Quelle: eye (Symbolfoto)

Kiel. Im Vergleich der kreisfreien Städte weist Kiel die geringste Kriminalitätsbelastung auf. Eine Zunahme gab es nach der Statistik bei Einbrüchen, zurückgegangen sind Rohheitsdelikte.

„Ein schwieriges Themenfeld ist der Einbruch in Wohnraum mit den negativen Auswirkungen für die betroffenen Bürger“, sagte Bauchrowitz. Die Zahlen sind erneut um 47 Fälle auf 779 gestiegen. Auffallend sei jedoch, dass diese Zunahme sich auf die Versuche (2013: 315; 2014: 362) bezieht. Offensichtlich scheiterten Einbrecher an gut gesicherten Häusern oder wurden von Nachbarn beobachtet, die sofort die Polizei riefen. Der Polizeichef verwies auf Präventionsveranstaltungen, bei denen die Beamten viele Bürger sensibilisiert hätten. „Dieses Thema wird uns weiter intensiv beschäftigen“, so Bauchrowitz.
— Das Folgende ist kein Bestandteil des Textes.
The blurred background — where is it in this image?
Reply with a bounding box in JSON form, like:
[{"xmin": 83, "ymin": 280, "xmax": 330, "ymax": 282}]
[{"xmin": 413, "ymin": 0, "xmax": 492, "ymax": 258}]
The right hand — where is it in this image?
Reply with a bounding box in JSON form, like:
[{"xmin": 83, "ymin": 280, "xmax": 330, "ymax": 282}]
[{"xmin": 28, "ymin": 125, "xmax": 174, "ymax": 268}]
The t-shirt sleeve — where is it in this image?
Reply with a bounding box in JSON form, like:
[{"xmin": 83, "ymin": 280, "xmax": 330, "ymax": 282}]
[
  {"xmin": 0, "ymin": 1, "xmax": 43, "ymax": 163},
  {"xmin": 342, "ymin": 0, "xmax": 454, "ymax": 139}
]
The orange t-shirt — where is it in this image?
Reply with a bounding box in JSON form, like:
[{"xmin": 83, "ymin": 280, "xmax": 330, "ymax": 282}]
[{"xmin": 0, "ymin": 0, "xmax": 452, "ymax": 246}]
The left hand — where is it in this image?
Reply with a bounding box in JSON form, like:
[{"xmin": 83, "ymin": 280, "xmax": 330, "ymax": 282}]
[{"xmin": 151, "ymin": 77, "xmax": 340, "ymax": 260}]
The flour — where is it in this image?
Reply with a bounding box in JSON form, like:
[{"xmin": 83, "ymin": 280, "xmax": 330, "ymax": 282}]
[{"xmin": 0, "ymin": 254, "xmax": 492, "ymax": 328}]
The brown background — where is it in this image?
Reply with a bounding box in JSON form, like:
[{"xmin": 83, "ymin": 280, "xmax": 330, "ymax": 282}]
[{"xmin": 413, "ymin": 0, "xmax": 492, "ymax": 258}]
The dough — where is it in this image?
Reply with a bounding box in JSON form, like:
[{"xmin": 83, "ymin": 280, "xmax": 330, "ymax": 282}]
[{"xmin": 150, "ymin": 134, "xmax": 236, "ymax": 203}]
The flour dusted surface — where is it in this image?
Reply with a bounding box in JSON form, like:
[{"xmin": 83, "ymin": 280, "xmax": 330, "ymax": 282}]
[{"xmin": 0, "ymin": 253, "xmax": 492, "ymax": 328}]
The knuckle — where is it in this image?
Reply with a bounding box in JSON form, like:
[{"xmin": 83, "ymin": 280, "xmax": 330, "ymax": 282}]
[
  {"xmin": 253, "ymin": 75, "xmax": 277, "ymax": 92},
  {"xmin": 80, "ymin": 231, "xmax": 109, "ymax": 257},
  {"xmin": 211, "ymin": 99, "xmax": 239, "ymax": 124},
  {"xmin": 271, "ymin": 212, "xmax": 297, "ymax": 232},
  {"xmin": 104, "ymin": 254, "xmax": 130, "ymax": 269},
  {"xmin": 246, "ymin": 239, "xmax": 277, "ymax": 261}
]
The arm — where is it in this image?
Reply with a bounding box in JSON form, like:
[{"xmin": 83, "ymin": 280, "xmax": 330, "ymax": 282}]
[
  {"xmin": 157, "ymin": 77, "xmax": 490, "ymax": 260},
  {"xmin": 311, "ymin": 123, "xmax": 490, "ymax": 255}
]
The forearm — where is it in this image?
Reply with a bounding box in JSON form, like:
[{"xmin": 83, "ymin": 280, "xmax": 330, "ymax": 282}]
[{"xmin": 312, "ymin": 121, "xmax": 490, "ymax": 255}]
 Froh ist die Polizei darüber, dass die Rohheitsdelikte wie leichte und schwere Körperverletzungen sowie Raub weniger geworden sind. Die Statistik weist einen Rückgang von 112 auf 3399 Fälle auf. Eine besonders herausragende Tat war 2014 der Überfall auf einen An- und Verkaufsladen am Exerzierplatz, bei dem zwei Täter Uhren und Schmuck im Wert von 500000 Euro erbeuteten. Die beiden Männer gehörten einer international agierenden litauischen Bande an. Die Kripo hat die brutale Tat in diesem Jahr aufgeklärt. Die Zahl der Widerstandstaten gegen Polizisten sank von 240 Fällen in 2013 auf 184. Zehn Beamte wurden dabei verletzt.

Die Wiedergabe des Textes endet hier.